The airline said the results were not acceptable and promised to improve the training of its pilots.
Regulators ordered the tests after a TransAsia plane crashed in Taipei, killing at least 42 people.
The airline has offered $470,000 (£309,000) in compensation to the family of each victim.
Taiwanese media said all the families had rejected the offer.
TransAsia made similar payouts to families of passengers killed in another crash last July.
The Civil Aviation Authority ordered the tests after TransAsia flight GE235 crashed into a lake shortly after take-off from Songshan airport in Taipei.
Dramatic dashcam footage showed the plane banking severely left and hitting an elevated road before crashing in the Keelung River.
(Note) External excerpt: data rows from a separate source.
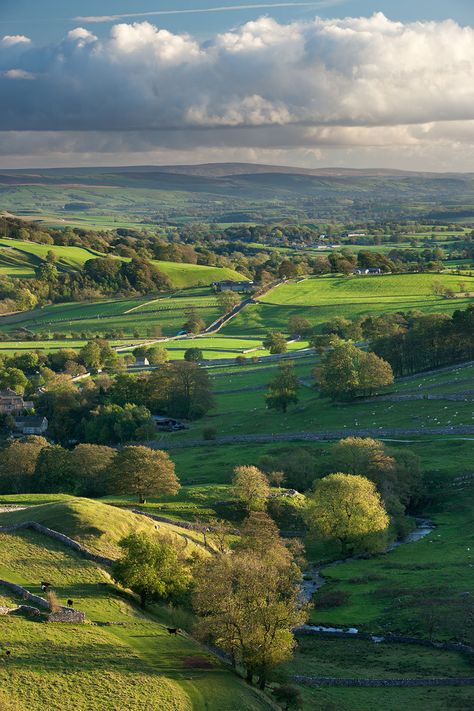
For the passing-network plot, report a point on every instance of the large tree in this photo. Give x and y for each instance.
(248, 603)
(275, 342)
(91, 462)
(347, 371)
(141, 472)
(251, 487)
(348, 509)
(180, 389)
(282, 390)
(155, 570)
(18, 463)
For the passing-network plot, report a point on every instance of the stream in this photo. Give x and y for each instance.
(313, 580)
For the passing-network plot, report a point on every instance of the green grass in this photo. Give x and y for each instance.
(320, 299)
(360, 659)
(97, 526)
(134, 664)
(21, 255)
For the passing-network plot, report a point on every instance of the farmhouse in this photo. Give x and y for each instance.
(13, 404)
(31, 424)
(239, 286)
(371, 270)
(141, 361)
Officials have said the left engine of the twin-engine plane was shut down manually by the crew for unknown reasons after the right one "flamed out".
The aviation regulator said on Wednesday that out of 68 pilots, 10 failed oral proficiency tests designed to show how they would handle an emergency.
Nineteen were unable to take the test because of sickness or travel, and were suspended until they could take it.
"The result is not acceptable for us," TransAsia chief executive Peter Chen said during a news conference.
"We will definitely strengthen their training."
Two more bodies were found in the river on Wednesday and one person is still missing after the crash. Fifteen people survived.